New insights into the origins of flowering plants

New insights into the origins of flowering plants

Fossil blooms from the early Cretaceous period. (Image: NIGPAS)

Flowering plants have a unique characteristic that has contributed to their evolutionary success: their seeds are surrounded by two sheaths, so-called integuments, and can therefore mature well protected before they spread. More naked, like conifers, on the other hand, have only one integument. But how did the second shell develop and what were its predecessors? This question has puzzled evolutionary biologists and botanists for a long time. Researchers have now analyzed newly discovered and long-known fossils of putative precursors of flowering plants and established that even 250 million years ago there were plants with a structure from which the second integument probably emerged.

Around 90 percent of all land plants are now flowering plants, also called angiosperms or flowering plants. In contrast to naked samers, which include, for example, conifers, their ovules are enclosed in an ovary. This has two shells that protect the growing seed: the inner and the outer integument. Nudists, on the other hand, lack the external integument. How this crucial characteristic of flowering plants developed has long been a mystery.

Old and new fossils analyzed

A team led by Gongle Shi from the Chinese Academy of Sciences in Nanjing has now uncovered this mystery. The researchers were helped by new fossil finds from petrified peat in Inner Mongolia in China. The plants discovered in it are exceptionally well preserved and grew approximately 126 million years ago. At that time there were already the first flowering plants, but Shi and his colleagues concentrated on specimens that had an evolutionarily older characteristic instead of a second integument: a so-called cupula.
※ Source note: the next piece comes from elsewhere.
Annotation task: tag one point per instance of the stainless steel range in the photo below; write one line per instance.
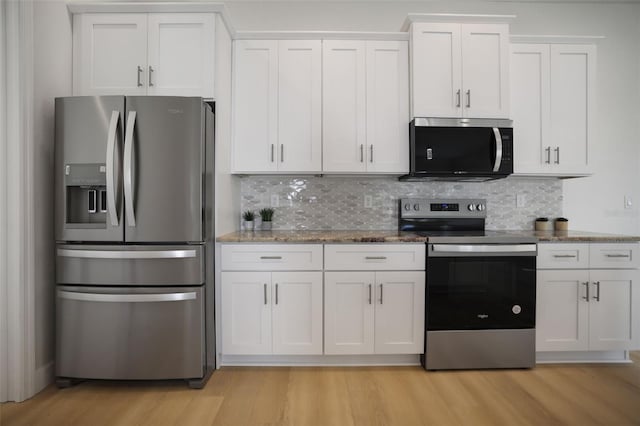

This is a curved, cup-like structure that was discussed earlier as a precursor to the second integument. “These interpretations were made more difficult by insufficient information about the relevant fossils,” write Shi and colleagues.

Using the newly discovered fossil plants, they have now re-described the structure of the cupula in detail and drawn parallels to older fossil finds. To do this, they re-analyzed several museum specimens, including some 250 million year old representatives of the extinct Caytoniales order. The cupula was first described in these plants, which belong to the group of seed ferns. “A crucial question is what is the relationship between the cupula of Caytonia and the cupula of other plants from the Mesozoic Era,” the authors say. “The new material, combined with a re-examination of possibly related fossils, shows that the curved cups of several Mesozoic plant groups are all fundamentally comparable and that their structure corresponds to the curved shape and the development of the second integument in the ovules of the angiosperms.”

Original relatives of flowering plants

From this observation, Shi and his colleagues conclude that the cupula was indeed the forerunner of the external integument. Their analyzes reveal that there was considerable variation in the shape of the cupula among the different groups of plants, which likely indicate different reproductive strategies. What they all have in common, however, is the curved shape that can still be found today in the ovules of flowering plants. Due to the fundamental similarity, the authors combine the plants described in a group that they call angiophytes. The specimens from the Mesozoic era characterize them as stem angiophytes: “These are extinct seed plants that are more closely related to angiosperms than to any other existing group and which have one, but not all, of the key features of angiosperms,” ​​the researchers say . Through further evolutionary developments, the angiosperms emerged from a representative of the angiophytes.

“The fossils described by Shi and colleagues do not correspond to the direct ancestor of the flowering plants,” emphasizes the botanist and evolutionary biologist Douglas Soltis from the University of Florida in an accompanying comment that was also published in the journal Nature. “Nonetheless, they provide missing, decisive information about the origin of the covering species. But more fossils are urgently needed in order to further clarify the origin of the flowering plants. ”Further open questions are, for example, how, when and from what other unique characteristics of the flowering plants that are still missing in the stem angiophytes, including the carpel and the stamens.